Abbie Fisher, 20, a sophomore English major from Boston, Mass., agrees with Brooks saying, “Old Sarge is the easiest mascot to choose from, but when has Norwich ever taken the easy way out?”

There are many students across campus that agree that the school should create an official mascot, but there are also other students who believe otherwise.

“We definitely should stick with Old Sarge,” said Kelsey Mattick, 21, a senior nursing major from Albany, N.Y. “He’s absolutely perfect for Norwich, and even though another school uses him, it still represents our school differently.”

According to other students on campus, Old Sarge is the epitome of what Norwich is. “When you look at Old Sarge you see a strong, dedicated man,” said Peter Brennan, 19, a sophomore history major from Burlington, Vt. “That’s exactly what Norwich should be trying to represent: hard working and dedicated students.”

Since there are many people on the fence about what to do with the mascot, a committee is joining forces to find a successful symbol for Norwich.

“Our goal is to come up with a few ideas, share them with the community and get some feedback,” Whaley explained. “Eventually by the end of this school year we hope to make a recommendation to the president.”

The process is spread out through a three-month span and the committee hopes to have a number of ideas by the end of the academic school year, according to Whaley.

This isn’t the first time Norwich has tried to design a new mascot. About three or four years ago, there was a committee that tried to do the same thing, but failed.

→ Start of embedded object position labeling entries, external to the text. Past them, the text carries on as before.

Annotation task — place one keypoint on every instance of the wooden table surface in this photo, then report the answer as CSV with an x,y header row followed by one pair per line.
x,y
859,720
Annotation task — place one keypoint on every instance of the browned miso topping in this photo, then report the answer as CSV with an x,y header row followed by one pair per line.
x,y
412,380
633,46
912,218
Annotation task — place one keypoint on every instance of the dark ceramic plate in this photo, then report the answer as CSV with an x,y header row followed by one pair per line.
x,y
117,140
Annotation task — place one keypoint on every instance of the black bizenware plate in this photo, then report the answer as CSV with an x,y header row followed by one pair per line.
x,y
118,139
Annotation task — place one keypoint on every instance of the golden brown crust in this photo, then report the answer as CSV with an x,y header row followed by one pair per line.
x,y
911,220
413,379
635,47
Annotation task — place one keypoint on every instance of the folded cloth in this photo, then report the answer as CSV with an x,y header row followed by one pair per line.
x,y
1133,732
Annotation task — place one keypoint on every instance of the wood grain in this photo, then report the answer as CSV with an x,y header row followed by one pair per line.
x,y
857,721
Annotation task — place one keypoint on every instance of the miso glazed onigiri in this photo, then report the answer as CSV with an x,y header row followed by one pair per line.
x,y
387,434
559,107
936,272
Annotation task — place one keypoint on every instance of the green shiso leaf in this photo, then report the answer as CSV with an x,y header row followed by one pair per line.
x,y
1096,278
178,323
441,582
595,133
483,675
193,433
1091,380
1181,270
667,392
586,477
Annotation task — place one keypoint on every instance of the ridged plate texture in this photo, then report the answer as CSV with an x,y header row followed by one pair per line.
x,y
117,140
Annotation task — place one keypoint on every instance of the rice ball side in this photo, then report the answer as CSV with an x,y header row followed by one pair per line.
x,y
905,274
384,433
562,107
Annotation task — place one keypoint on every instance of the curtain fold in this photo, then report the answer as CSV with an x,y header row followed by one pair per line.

“There are many things and challenges we have to be aware of during this process,” said Whaley. “For example, if we make it a person, will it be in uniform or not? Is it male or female? Is it white, black, brown, red, yellow?”

Having an animal as a mascot is easy, he explains. But when it’s a person, it makes it that much harder because you can’t represent everybody in that one person.

“How do we represent everybody?” said Whaley. “I don’t know how we’re going to necessarily solve this or address it, but we will definitely be aware of it.”

This is one of the issues that people in the past have come across while trying to find a new mascot.

“It makes sense that the mascot needs to represent everyone,” Brennan said. “But I’ve been here for two years and still have not heard of anyone complaining about Old Sarge being a white male.”

There are so many different mascots to choose from, but animals (besides a horse) are pretty much out of the question, Whaley said.

“We have to stick with our nickname the ‘Cadets’, that’s one thing we cannot change,” he said.

“I think we should keep the mascot/logo the Cadets,” said Brooks. “Our school’s not like many other schools, so having a mascot that kind of defines us is a good thing.”

Many students, like Brooks, agree with staying with the Cadets, and some even have an idea of their own to use as a mascot.

“If I had to choose one thing to represent Norwich, I would choose Captain America,” said Danny Gogan, 21, a junior criminal justice major Keansburg, N.H. “He’s perfect for our school, and represents everything that Norwich stands for.”

Mattick stated that he felt there are many students across campus that would be open to having Captain America as their mascot.

“I’m not even sure if that’s allowed to have him as a university mascot,” she said. “But we should definitely look into it. He’s perfect.”

Another idea that many students agree with is a horse. The NU athletic logo is a horse and a rider with a saber, therefore some students deem the horse a logical choice.

“If we can’t be Old Sarge, the next best thing would be the horse,” said Brennan. “It’s already in our athletic logo, and as we all know, mascots are representing not only our school, but our athletics also.”

“Mascots represent spirit and the spirit we have for Norwich,” Gogan said. “They pump up the crowds at games and even pump up the team. It will be a perfect addition to our athletics.”